New NSF/Amazon Award to Advance Artificial Intelligence with Location-based Fairness
University of Maryland researchers Dr. Yiqun Xie and Dr. Sergii Skakun are co-leading a new project titled "Advancing Deep Learning Towards Spatial Fairness," funded by the National Science Foundation (NSF) and Amazon through the Fairness in Artificial Intelligence (FAI) program. The project is a collaborative research with Dr. Xiaowei Jia from the University of Pittsburgh.
As innovations in artificial intelligence (AI) continue to bring excitement and create new opportunities for growth in a variety of domains, the bias issues in AI techniques have been recognized as a major risk factor and bottleneck impeding AI's deployment in critical societal applications. In fact, clear biases have been identified in many popular use cases, including face recognition. NSF has partnered with Amazon to "jointly support computational research focused on fairness in AI, with the goal of contributing to trustworthy AI systems that are readily accepted and deployed to tackle grand challenges facing society."

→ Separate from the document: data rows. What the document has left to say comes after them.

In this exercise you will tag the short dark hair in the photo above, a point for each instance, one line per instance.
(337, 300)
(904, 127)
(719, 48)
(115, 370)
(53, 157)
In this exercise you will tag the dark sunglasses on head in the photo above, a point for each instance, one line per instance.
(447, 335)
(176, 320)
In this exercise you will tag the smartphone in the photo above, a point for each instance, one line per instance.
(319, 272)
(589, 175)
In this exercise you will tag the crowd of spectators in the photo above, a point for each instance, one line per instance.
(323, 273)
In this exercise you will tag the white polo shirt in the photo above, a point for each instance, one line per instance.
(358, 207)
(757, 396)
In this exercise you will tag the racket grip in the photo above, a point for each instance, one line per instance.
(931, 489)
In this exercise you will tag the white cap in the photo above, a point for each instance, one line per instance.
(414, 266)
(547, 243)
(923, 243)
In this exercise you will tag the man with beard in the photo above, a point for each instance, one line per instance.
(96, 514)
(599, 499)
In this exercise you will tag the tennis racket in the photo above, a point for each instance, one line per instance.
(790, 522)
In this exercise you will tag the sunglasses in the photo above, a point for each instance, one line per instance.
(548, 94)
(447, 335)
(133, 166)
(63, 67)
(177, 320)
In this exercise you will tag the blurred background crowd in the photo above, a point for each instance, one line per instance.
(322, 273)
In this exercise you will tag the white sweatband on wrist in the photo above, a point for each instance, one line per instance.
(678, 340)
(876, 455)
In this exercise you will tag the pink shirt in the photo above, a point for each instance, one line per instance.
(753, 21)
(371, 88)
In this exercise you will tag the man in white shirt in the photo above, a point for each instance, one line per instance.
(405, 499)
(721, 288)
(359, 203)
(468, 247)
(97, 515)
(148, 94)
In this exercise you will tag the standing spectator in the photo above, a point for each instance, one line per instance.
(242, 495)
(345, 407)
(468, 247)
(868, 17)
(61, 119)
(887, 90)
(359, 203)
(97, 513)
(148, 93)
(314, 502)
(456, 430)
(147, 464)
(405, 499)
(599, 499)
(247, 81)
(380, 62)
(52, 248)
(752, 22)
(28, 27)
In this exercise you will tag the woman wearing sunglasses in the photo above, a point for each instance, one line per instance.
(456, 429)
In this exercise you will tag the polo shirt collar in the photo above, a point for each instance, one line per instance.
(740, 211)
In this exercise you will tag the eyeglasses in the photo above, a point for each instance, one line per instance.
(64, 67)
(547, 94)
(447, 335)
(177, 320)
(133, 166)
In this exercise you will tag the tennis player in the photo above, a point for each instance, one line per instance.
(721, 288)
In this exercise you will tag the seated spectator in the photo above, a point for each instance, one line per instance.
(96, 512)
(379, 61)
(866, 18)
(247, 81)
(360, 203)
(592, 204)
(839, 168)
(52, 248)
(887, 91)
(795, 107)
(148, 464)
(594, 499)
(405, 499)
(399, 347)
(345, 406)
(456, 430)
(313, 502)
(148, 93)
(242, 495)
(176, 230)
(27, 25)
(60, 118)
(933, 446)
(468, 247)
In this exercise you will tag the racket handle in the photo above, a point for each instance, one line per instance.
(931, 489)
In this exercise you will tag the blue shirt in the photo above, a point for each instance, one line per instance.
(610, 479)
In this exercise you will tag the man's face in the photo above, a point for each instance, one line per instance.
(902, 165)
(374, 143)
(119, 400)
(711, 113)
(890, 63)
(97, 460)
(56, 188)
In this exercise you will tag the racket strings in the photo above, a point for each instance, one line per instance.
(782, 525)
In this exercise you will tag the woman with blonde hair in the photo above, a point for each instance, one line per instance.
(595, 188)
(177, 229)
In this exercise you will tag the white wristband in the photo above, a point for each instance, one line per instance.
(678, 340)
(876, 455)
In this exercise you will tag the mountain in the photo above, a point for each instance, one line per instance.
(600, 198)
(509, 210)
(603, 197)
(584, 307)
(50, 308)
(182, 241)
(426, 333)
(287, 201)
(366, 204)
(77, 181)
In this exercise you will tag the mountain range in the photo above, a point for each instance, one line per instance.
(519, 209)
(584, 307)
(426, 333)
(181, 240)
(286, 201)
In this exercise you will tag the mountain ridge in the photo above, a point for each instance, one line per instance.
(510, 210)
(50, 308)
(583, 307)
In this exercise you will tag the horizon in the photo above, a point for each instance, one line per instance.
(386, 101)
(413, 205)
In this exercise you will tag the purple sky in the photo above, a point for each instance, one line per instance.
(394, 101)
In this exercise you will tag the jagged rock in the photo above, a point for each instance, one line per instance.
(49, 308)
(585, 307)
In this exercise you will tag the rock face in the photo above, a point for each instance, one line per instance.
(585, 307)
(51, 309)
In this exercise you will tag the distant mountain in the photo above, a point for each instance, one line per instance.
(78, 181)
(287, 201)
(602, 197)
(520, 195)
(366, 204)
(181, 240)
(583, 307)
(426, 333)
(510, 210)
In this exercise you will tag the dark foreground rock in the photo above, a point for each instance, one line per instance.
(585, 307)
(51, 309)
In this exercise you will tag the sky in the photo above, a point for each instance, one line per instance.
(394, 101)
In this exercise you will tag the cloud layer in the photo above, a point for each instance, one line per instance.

This new project is the first-of-its-kind effort to understand and address fairness issues in AI techniques, primarily deep learning, with respect to locations (a.k.a., spatial fairness). The goal is to reduce biases that have significant linkage to the locations or geographical areas of data samples. Such biases, if left unattended, can cause or exacerbate unfair distribution of resources, social division, spatial disparity, and weaknesses in resilience or sustainability. Spatial fairness is urgently needed for the use of AI in a large variety of real-world problems such as agricultural monitoring and disaster management. Agricultural products, including crop maps and acreage estimates, are used to inform important decisions such as the distribution of subsidies and providing farm insurance. Inaccuracies and inequities produced by spatial biases adversely affect these decisions. Similarly, effective and fair mapping of natural disasters such as floods or fires is critical to inform life-saving actions and quantify damages and risks to public infrastructures, which is also related to insurance estimation. Machine learning, in particular deep learning, has been widely adopted for spatial datasets with promising results. However, straightforward applications of machine learning have found limited success in preserving spatial fairness due to the variation of data distribution, data quantity, and data quality.
The consideration of location-based fairness brings unique challenges. For example, locations are represented by numerous continuous coordinates in space, whereas most existing fairness-aware formulations rely on predefined groups such as races and genders. The goal of this project is to develop a new generation of machine learning frameworks to explicitly preserve location-based fairness through new statistical formulations and associated training strategies.